Aquaponics focuses on the symbiotic relationship between fish and plants in a continuous water cycle. The working principle of the system is outlined below,
- Fish are contained in an elevated tank where they fertilise the water.
- This water is then gravity fed to plants in the growing beds.
- Having passed through the growing beds, the water collects in what is known as a sump tank.
- The water is then pumped from the sump tank back to the fish tank.
- The cycle then repeats.
Advantages of Aquaponics?
- The system operates a closed water cycle. As a result, far less water is used than traditional farming methods. Water reduction is essential in Cambodia as the dry season often leads to droughts.
- The growing beds also allow for a more diverse range of plants to be grown as most families only farm rice.
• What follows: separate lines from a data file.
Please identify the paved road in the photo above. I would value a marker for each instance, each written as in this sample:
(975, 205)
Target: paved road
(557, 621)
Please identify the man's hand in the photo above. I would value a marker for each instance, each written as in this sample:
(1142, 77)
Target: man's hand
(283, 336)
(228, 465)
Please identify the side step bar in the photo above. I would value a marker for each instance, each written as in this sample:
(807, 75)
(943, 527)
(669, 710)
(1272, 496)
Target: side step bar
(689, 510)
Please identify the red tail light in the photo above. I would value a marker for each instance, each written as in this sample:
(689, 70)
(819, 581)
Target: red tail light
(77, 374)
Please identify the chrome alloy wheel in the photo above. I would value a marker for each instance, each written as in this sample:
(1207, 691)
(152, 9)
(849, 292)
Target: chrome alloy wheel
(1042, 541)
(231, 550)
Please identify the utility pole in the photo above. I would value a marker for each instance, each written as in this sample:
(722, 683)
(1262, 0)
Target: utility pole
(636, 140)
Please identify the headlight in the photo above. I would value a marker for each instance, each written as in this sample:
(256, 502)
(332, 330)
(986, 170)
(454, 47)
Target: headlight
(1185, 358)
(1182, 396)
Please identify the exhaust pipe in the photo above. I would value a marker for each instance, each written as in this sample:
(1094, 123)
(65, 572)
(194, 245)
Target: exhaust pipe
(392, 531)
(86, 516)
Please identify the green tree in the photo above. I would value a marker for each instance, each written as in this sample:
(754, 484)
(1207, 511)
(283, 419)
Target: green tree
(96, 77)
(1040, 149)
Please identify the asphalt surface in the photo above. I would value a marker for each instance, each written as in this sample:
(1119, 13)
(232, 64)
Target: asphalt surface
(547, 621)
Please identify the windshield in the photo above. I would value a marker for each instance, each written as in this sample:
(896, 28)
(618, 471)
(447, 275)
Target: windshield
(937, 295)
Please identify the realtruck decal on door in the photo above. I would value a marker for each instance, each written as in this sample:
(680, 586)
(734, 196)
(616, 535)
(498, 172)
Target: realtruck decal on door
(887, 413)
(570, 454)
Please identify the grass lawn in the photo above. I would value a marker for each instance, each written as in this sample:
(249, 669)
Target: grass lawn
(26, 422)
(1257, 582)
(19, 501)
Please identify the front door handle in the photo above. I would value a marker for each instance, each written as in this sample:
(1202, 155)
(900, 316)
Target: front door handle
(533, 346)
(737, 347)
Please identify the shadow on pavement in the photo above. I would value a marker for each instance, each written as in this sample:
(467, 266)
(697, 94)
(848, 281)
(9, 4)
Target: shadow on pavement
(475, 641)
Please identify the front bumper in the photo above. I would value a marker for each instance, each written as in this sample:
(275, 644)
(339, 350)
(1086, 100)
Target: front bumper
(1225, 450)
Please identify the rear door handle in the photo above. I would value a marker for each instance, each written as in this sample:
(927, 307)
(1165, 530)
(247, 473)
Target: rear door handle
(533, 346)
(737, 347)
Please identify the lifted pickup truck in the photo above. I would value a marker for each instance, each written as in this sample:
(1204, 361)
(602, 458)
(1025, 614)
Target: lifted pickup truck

By adopting a more varied diet then children in poverty will be less likely to suffer from malnutrition.
- Since aquaponics is such a flexible and adaptable system it is possible to grow everything from tomatoes to strawberries and other fruits not native to Cambodia. This gives families the opportunity to benefit economically by selling their produce at markets.
Exploring Ankor Wat.
Figure 1 – Ankor Wat is a large temple complex and UNESCO world heritage site. The ruins date to the 12th century, and at this time formed the largest city in the world. Furthermore, the temple complex remains the largest religious site in the world.
Small Girl, Big Bike.
Figure 2 – the local Cambodian people were very friendly and really appreciated the work we were doing. During out 4 weeks in the village the local children would often come around to see what we were working on.
Large Scale Aquaponics.
Figure 3 – the aim of the NGO was to install the mini aquaponics systems in each of the village houses. However, we were also tasked with automating the much larger system that existed on the Community First Campus. The larger setup involved six growing beds and forty fish.
Programming the Sensors.
Figure 4 – as previously mentioned we were tasked with automating the larger system that existed on the campus. This picture shows me programming some of the sensors that were being used to monitor pH and Nitrate levels in the water. Community First hopes to one day implement some of the technology of the automated system into the smaller aquaponic systems installed in the village.
Connecting the Sensors.
Figure 5 – the system was monitored using the Raspberry Pi, a fully programmable miniature computer. The above picture shows the sensors being connected to the GPIO pins of the Raspberry Pi.
Standard Meal in Cambodia.
Figure 6 – the food in Cambodia was fantastic and so different from anything in the UK. The standard meal consisted of a portion of rice with some sort of fish/ meat stew and would cost less that £1.50.
Preparing the Ground for Planting.
Figure 7 – while in Cambodia we also had the chance to help with some of the other projects. The above picture shows us preparing the ground for planting Pineapple, Bamboo and Sugar Cane.
Inspecting the Growing Beds.
Figure 8 – having completed an aquaponics system at a local house we then inspected the gravel beds with guidance from a local botanist. The gravel beds replace soil that is used in traditional farming methods and the water flows from the blue PVC pipes in the gravel beds before draining out at their base.
Completed Aquaponics System.
Figure 9 – Picture of the Engineering for Change team and member from Community first standing next to the finished aquaponics system.